Sammamish voters to consider $19 million parks bond, $310,000 levy
October 15, 2008 · Updated 11:05 PM
Voters in Sammamish soon will decide the fate of a proposed parks and recreation bond and levy package.
Designed to fund projects throughout the city, including a youth center, improvements to East Sammamish Park, a major trail connection and much-needed athletic fields, the $19 million, 20-year bond, and $310,000 annual levy lid lift measures will be on the Nov. 4 ballot.
Some community members have stepped up to support the measure, while others have spoken out against it.
“We have talked to a lot of people in the community, and we are extremely pleased with their positive reaction to the parks bond and levy package,” co-chairs of the Vote Twice for Samm Parks committee, Kelly Munn and Hank Klein, wrote in an e-mail this week. The measures have been endorsed by a number of PTSAs in Sammamish as well as the Boys & Girls Clubs of King County, the Sammamish Chamber of Commerce and the League of Women Voters of Greater Seattle, they said. “Everyone seems excited about the proposed improvements to our community and is eager to make a longterm investment for themselves and their families.”
Several community members have written letters to the editor urging others not to support the measure. Most said they enjoy parks and do think the teens need more opportunities and activities, but they didn’t think this package should be the city’s top priority at this time.
One of those, Scott Nazarino, spoke against the measures at the Sammamish Chamber forum this week.
“I have a strong sense that a large number of people are uncomfortable with the proposed measures based on my conversations, but they are so silent that one could be led to believe that these measures will pass on a landslide,” Nazarino wrote in an e-mail. “Just because people don’t speak out does not necessarily mean that they support them. It also appears that a large number of those who support the measures, do so with reservation considering our economic times and apprehensiveness on raising their taxes.”
If approved, the $19 million bond measure would cost about 14 cents per $1,000 assessed value — for the owners of a $600,000 home, that would mean $84 per year. The levy lid lift measure would pay for yearly operating costs of $310,000 for the new projects. That works out to just under 4 cents per $1,000 assessed value, or about $24 per year for a $600,000 home.
Among other things, the bond would fund:
• $5 million to purchase the existing King County library building, in order to partner with the Boys & Girls Club on a youth and teen facility.
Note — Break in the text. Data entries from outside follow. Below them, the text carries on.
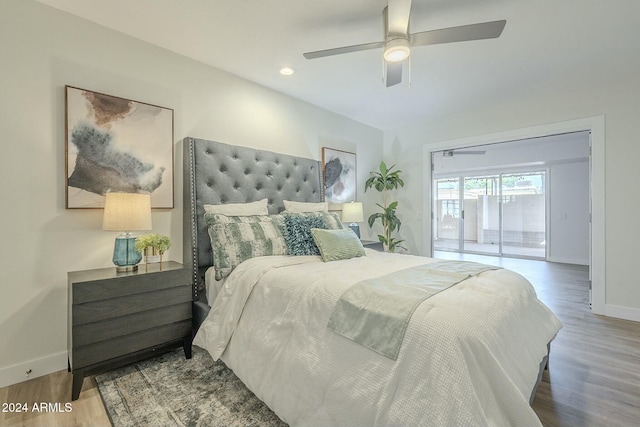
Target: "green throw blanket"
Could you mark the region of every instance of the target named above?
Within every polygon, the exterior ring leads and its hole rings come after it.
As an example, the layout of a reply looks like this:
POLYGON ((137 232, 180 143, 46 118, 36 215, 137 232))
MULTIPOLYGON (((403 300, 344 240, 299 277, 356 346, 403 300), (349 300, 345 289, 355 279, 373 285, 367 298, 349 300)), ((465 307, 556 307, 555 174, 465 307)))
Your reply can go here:
POLYGON ((328 328, 396 360, 413 312, 427 298, 487 270, 485 264, 439 260, 363 280, 342 294, 328 328))

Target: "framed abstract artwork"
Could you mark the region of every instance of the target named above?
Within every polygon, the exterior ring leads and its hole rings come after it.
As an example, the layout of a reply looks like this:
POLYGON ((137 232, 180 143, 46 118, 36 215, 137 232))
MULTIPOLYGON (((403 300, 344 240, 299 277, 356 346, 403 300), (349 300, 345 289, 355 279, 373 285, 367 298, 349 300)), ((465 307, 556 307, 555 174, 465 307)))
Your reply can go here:
POLYGON ((66 207, 103 208, 109 191, 173 208, 173 110, 65 86, 66 207))
POLYGON ((333 148, 322 148, 325 200, 346 203, 356 200, 356 155, 333 148))

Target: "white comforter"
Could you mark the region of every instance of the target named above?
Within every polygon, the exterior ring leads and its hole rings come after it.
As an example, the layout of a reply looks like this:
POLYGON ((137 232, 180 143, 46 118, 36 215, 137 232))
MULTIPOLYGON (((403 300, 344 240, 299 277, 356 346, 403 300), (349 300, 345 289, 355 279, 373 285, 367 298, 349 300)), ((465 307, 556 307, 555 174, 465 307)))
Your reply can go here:
POLYGON ((423 302, 396 361, 327 328, 351 284, 430 261, 253 258, 229 275, 194 344, 291 425, 540 426, 529 397, 561 323, 514 272, 423 302))

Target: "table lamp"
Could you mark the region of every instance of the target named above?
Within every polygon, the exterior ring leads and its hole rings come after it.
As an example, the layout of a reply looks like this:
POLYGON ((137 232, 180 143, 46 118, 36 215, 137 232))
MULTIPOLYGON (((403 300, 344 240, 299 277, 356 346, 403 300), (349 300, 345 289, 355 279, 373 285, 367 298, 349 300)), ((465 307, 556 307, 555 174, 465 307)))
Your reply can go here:
POLYGON ((102 229, 121 231, 113 248, 116 271, 136 271, 142 254, 136 251, 134 230, 151 230, 151 195, 144 193, 107 193, 102 229))
POLYGON ((342 205, 342 222, 349 222, 349 228, 360 238, 360 226, 357 222, 364 221, 364 212, 361 202, 351 202, 342 205))

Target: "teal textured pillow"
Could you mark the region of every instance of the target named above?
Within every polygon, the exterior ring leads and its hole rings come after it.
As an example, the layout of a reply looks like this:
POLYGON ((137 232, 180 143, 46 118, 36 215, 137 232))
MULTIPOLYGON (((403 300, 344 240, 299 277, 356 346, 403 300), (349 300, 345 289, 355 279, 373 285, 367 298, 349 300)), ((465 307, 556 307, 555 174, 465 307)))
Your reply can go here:
POLYGON ((284 214, 284 240, 289 248, 289 255, 320 255, 311 235, 312 228, 326 229, 327 224, 322 216, 284 214))
POLYGON ((287 255, 282 215, 226 216, 205 213, 216 280, 227 277, 242 261, 266 255, 287 255))
MULTIPOLYGON (((286 215, 286 212, 284 212, 284 214, 286 215)), ((340 217, 332 212, 303 212, 295 215, 305 216, 308 218, 322 218, 326 223, 325 228, 329 230, 344 228, 342 221, 340 221, 340 217)))
POLYGON ((311 235, 320 249, 320 255, 324 262, 366 255, 362 242, 350 228, 341 230, 312 228, 311 235))

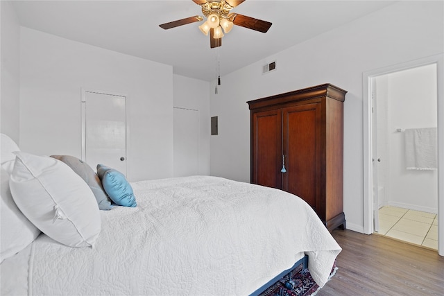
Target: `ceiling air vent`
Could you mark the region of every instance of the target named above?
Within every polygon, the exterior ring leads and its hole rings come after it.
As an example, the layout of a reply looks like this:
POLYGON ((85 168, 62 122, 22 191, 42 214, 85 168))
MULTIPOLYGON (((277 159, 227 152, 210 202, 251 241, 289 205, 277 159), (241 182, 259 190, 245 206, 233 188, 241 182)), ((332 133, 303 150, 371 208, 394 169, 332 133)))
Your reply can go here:
POLYGON ((271 71, 275 71, 276 69, 276 61, 271 62, 270 64, 264 64, 262 67, 262 73, 265 74, 266 73, 268 73, 271 71))

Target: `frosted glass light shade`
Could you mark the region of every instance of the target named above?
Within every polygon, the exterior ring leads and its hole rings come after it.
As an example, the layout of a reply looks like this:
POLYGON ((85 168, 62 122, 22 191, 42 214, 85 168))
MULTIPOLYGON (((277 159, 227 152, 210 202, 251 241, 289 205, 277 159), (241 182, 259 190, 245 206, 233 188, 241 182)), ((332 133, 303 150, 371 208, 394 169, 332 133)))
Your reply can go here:
POLYGON ((216 28, 219 26, 219 17, 217 15, 210 15, 207 22, 210 28, 216 28))
POLYGON ((226 34, 233 28, 233 23, 227 19, 221 19, 221 26, 223 29, 223 32, 226 34))
POLYGON ((213 36, 213 38, 219 39, 222 38, 223 37, 223 33, 222 32, 222 28, 221 28, 221 26, 219 26, 214 29, 214 35, 213 36))
POLYGON ((208 22, 205 21, 205 23, 199 26, 199 28, 200 29, 203 33, 204 33, 205 35, 207 35, 208 32, 210 31, 210 29, 211 28, 211 27, 208 25, 208 22))

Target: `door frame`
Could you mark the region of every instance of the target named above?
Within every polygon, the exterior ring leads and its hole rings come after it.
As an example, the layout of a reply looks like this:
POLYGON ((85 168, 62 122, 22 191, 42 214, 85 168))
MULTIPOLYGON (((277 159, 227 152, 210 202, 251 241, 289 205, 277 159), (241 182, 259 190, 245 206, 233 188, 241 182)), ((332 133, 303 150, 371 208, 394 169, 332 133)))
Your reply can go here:
POLYGON ((123 93, 118 93, 116 92, 111 91, 104 91, 97 89, 92 89, 92 88, 80 88, 80 134, 81 134, 81 159, 83 161, 86 161, 86 94, 87 93, 94 93, 94 94, 105 94, 108 96, 122 96, 125 97, 125 129, 126 129, 126 179, 130 180, 130 162, 128 159, 130 158, 130 125, 128 124, 128 119, 129 119, 129 112, 130 110, 130 100, 128 95, 123 93))
POLYGON ((436 64, 438 115, 438 253, 444 256, 444 53, 363 73, 364 115, 364 232, 373 233, 372 196, 372 100, 373 77, 436 64), (441 137, 440 137, 441 136, 441 137))

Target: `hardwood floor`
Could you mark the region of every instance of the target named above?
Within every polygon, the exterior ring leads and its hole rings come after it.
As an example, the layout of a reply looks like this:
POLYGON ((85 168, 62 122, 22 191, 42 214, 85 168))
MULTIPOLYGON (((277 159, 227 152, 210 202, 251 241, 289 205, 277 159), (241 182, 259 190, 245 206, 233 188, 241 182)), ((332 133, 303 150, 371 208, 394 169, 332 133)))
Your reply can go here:
POLYGON ((436 250, 377 234, 332 232, 339 268, 316 296, 444 295, 444 257, 436 250))

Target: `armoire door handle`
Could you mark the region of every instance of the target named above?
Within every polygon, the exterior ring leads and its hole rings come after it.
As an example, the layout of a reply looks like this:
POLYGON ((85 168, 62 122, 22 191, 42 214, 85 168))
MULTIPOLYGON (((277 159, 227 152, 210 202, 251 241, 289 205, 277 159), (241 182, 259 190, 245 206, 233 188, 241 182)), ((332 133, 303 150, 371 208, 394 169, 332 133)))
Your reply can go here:
POLYGON ((281 173, 287 173, 287 169, 285 168, 285 155, 282 155, 282 168, 280 170, 281 173))

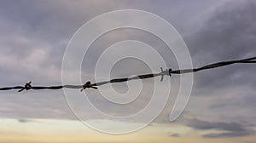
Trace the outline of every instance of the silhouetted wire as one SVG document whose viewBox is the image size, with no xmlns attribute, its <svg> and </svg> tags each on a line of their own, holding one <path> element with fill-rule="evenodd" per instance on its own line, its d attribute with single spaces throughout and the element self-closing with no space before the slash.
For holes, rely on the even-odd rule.
<svg viewBox="0 0 256 143">
<path fill-rule="evenodd" d="M 103 81 L 99 83 L 91 83 L 90 81 L 86 82 L 84 85 L 59 85 L 59 86 L 32 86 L 31 82 L 26 83 L 25 86 L 15 86 L 15 87 L 6 87 L 6 88 L 0 88 L 0 90 L 11 90 L 11 89 L 19 89 L 19 92 L 21 92 L 23 90 L 39 90 L 39 89 L 61 89 L 63 88 L 66 89 L 80 89 L 81 91 L 83 91 L 85 89 L 97 89 L 98 86 L 102 86 L 107 83 L 122 83 L 122 82 L 127 82 L 130 80 L 137 80 L 137 79 L 146 79 L 146 78 L 151 78 L 154 77 L 161 76 L 161 81 L 163 80 L 164 76 L 167 75 L 170 76 L 172 74 L 185 74 L 185 73 L 190 73 L 190 72 L 196 72 L 202 70 L 208 70 L 212 68 L 217 68 L 220 66 L 224 66 L 228 65 L 232 65 L 236 63 L 256 63 L 256 57 L 247 58 L 247 59 L 241 59 L 237 60 L 228 60 L 228 61 L 221 61 L 217 62 L 213 64 L 209 64 L 199 68 L 194 68 L 194 69 L 183 69 L 183 70 L 175 70 L 172 71 L 172 69 L 167 69 L 166 71 L 163 71 L 162 68 L 160 68 L 161 72 L 159 73 L 150 73 L 150 74 L 143 74 L 143 75 L 137 75 L 131 77 L 125 77 L 125 78 L 114 78 L 111 79 L 109 81 Z"/>
</svg>

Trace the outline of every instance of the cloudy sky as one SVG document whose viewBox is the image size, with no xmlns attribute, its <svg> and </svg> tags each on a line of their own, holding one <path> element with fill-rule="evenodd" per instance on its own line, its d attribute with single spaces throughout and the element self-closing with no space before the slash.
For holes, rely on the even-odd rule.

Other programming for preschoolers and seniors would be provided during non-club hours.
• $3 million for Sammamish Landing phase I development. This waterfront park will provide the only city-owned waterfront park on Lake Sammamish. Improvements may include picnic areas, canoe pullouts, habitat restoration, docks, swimming areas and limited parking.
• $1.8 million for East Sammamish Park phase I improvements, including a new spray park, playground upgrades, a new trail to Margaret Mead Elementary School, frontage improvements and a parking lot expansion.
• $2.5 million for Pine Lake Middle School athletic fields, in a partnership with the Issaquah School District. This would convert an existing natural grass field to artificial turf with lights and room for one soccer or lacrosse field, or two overlaid softball or Little League fields.
• $1.7 million for the Beaver Lake Vicinity Trail, a path connecting Beaver Lake Park to Beaver Lake Preserve along West Beaver Lake Drive.
• $4 million for land acquisition, for property in the northeast quadrant of the city, which is not currently served by a community park. Staff members are looking at three potential sites.
“We’ve got not only a package that does a little bit of something for everyone regionally in the city, but several elements that include partnerships that are somewhat time-sensitive,” Mayor Lee Felligne said, noting the plans to purchase the old library building for a youth center in partnership with the Boys & Girls Club, and also the land transfer from the city of Redmond to create a waterfront park on Lake Sammamish. “This is a package that has come together at the right time.”